Na primeira história propriamente dita, um morador de uma pequena comunidade rebela-se contra uma mineradora de carvão, que se recusa a dividir os lucros com os habitantes do local onde explora. Ele converte-se em assassino justiceiro e, rifle em mãos, caminha ao Audi do investidor responsável para estourar sua cabeça. No percurso – com a arma parcialmente coberta por um lenço com a imagem de uma onça –, elimina também um homem que tínhamos visto antes, covardemente chicoteando um cavalo ao chão.

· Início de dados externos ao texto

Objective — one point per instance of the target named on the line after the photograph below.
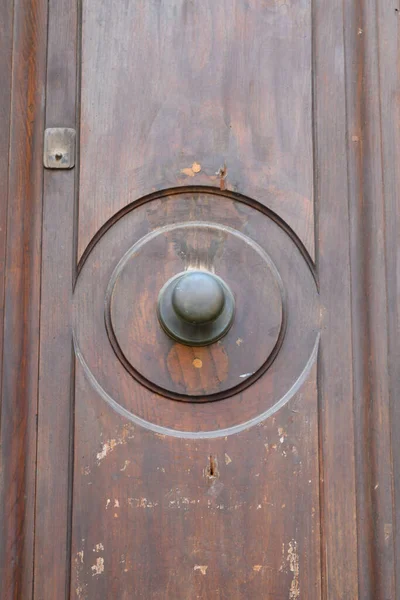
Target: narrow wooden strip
(55, 427)
(369, 299)
(388, 19)
(22, 297)
(338, 494)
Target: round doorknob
(196, 308)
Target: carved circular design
(167, 367)
(136, 368)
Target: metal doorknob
(196, 308)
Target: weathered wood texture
(225, 86)
(55, 433)
(280, 121)
(23, 57)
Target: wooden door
(253, 140)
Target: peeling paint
(191, 171)
(141, 503)
(98, 567)
(388, 531)
(293, 560)
(201, 568)
(110, 445)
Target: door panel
(247, 140)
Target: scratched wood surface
(206, 94)
(278, 121)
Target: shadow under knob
(196, 308)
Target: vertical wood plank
(338, 493)
(388, 22)
(6, 40)
(22, 298)
(55, 426)
(367, 120)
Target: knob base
(193, 334)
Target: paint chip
(227, 459)
(98, 568)
(201, 568)
(293, 560)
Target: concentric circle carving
(139, 370)
(169, 367)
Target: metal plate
(59, 148)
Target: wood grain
(289, 488)
(56, 402)
(22, 294)
(198, 103)
(335, 385)
(369, 306)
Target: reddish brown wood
(369, 306)
(56, 401)
(246, 115)
(336, 424)
(184, 75)
(22, 290)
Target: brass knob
(196, 308)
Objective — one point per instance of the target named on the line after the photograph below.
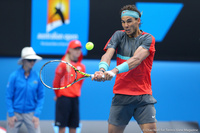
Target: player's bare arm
(139, 55)
(105, 58)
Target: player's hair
(130, 7)
(133, 8)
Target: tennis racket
(58, 74)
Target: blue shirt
(24, 94)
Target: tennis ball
(89, 45)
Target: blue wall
(176, 86)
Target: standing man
(133, 93)
(25, 94)
(67, 100)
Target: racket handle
(92, 75)
(111, 73)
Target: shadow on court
(102, 127)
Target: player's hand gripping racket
(58, 74)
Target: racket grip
(111, 73)
(92, 75)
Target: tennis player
(133, 93)
(67, 100)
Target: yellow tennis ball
(89, 45)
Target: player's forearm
(106, 59)
(133, 62)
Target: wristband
(123, 67)
(103, 65)
(102, 70)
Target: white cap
(28, 53)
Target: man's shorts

No próximo momento, retornamos ao motoqueiro da cena de abertura, e ele é provavelmente o único psicótico irrecuperável destas narrativas, alguém capaz de se encontrar apenas nos atos de crueldade. Em um diálogo constrangedor, explica à sua mulher a vontade de viajar apenas para comprar uma arma melhor, mas recusa-se em adquirir um aparelho celular, por considerar o objeto por demais “perigoso”. Tal instante só não é mais patético do que quando, durante a comemoração do ano-novo, sob as luzes da queima de fogos, ao lado de seu filho, saca um revolver e o dispara ao céu, comentando a beleza do gesto com a criança. Festejar, na China contemporânea, aprendemos, é comemorar a sua corrupção e o seu declínio moral.

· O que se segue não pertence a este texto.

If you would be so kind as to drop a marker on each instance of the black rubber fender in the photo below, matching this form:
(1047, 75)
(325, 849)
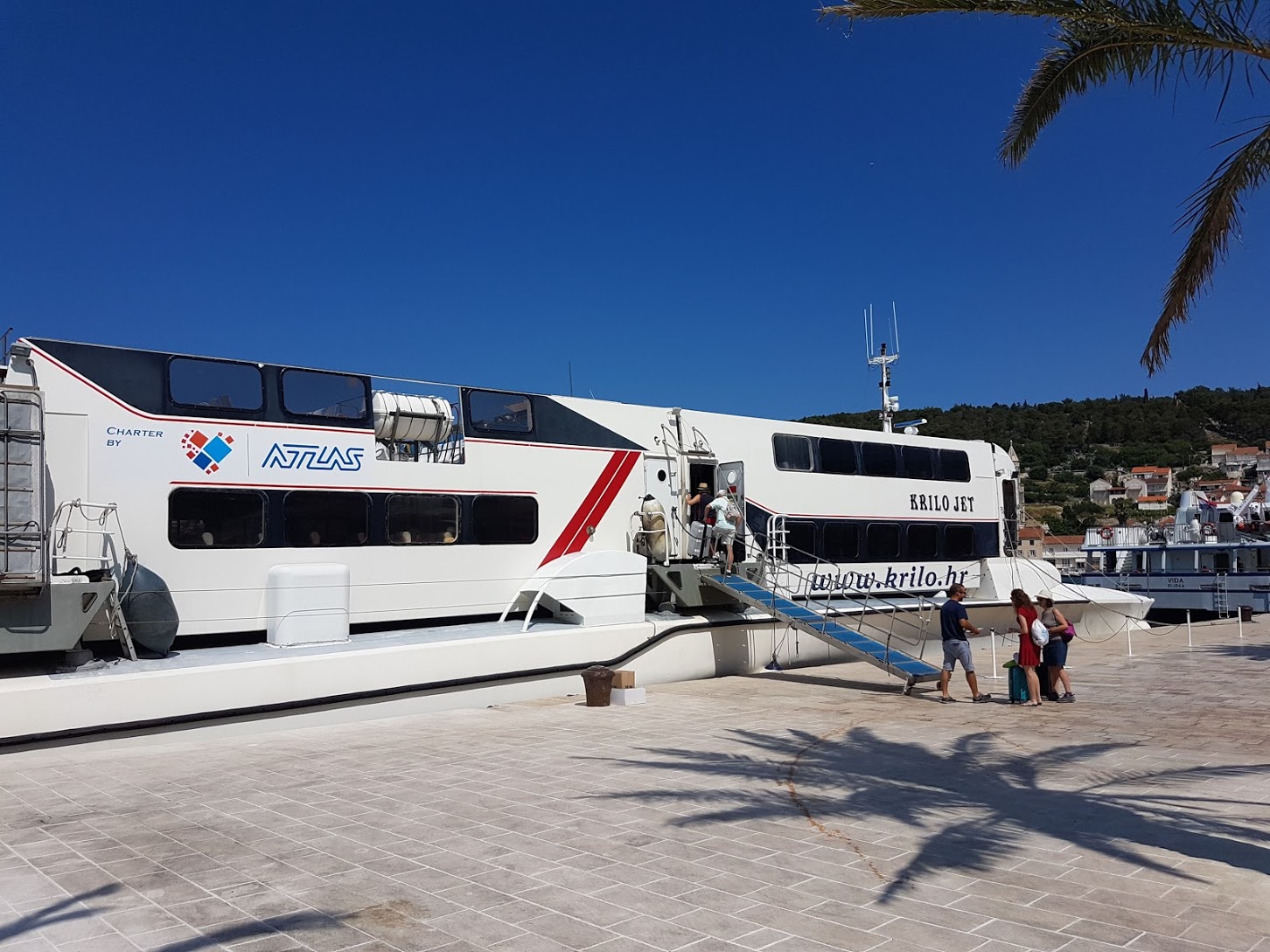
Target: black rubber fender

Ainda neste mesmo segmento, o vemos durante uma viagem de ônibus, rumo à região da Barragem das Três Gargantas, a maior hidroelétrica do mundo. No percurso, um filme de extrema violência é exibido na televisão, distraindo os passageiros. Momentos antes, a imagem de um camponês cortando o pescoço de um pato é seguida por aquela de uma maçã sendo descascada por um canivete. (Se a intenção de Jia era, sobretudo, trazer à tona algumas situações, fica-se improvável falar sobre elas sem recorrer às imagens que as formam, daí o excesso descritivo daqui).

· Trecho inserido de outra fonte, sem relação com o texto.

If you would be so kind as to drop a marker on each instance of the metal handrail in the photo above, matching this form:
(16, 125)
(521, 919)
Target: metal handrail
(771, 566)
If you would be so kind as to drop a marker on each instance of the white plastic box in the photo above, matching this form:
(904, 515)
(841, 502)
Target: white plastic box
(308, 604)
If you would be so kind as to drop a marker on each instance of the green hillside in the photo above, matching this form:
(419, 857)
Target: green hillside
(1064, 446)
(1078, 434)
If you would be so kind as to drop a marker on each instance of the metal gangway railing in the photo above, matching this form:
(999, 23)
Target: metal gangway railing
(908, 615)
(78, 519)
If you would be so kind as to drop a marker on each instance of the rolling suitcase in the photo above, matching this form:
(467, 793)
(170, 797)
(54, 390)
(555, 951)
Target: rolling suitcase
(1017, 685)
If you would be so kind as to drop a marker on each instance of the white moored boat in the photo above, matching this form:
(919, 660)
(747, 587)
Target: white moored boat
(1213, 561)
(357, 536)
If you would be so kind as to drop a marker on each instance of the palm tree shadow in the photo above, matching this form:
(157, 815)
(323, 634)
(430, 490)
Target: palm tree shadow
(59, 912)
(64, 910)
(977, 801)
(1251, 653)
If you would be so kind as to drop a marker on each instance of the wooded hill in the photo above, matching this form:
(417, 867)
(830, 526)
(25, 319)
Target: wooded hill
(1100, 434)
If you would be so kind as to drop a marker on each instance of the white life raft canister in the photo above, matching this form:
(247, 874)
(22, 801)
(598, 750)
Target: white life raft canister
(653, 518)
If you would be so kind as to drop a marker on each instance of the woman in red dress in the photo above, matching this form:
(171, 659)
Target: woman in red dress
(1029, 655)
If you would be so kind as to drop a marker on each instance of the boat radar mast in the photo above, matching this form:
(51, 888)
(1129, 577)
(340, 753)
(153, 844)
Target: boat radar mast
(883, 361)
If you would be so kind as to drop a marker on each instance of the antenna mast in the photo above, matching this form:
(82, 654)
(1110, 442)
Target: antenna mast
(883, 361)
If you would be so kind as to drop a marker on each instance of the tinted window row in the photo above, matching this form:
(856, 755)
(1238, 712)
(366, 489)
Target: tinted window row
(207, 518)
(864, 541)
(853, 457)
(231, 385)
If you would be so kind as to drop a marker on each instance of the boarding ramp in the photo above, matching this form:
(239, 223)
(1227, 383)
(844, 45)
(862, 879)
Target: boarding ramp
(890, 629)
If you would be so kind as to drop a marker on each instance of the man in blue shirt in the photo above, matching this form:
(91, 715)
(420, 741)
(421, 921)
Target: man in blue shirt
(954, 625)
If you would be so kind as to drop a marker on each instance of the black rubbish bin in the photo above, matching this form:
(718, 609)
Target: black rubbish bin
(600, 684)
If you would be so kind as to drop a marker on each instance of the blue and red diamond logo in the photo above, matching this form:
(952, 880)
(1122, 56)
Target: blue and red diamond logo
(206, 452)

Zhao Tao (esposa e musa do diretor) é a protagonista do terceiro episódio. Ela está envolvida com um homem casado, que deve pegar um trem – a migração interna chinesa, com pessoas sempre procurando um recomeço, é um movimento corrente, e irá fechar o filme imprimindo-o um caráter circular, condenando todos à repetição daquilo que testemunhamos até então.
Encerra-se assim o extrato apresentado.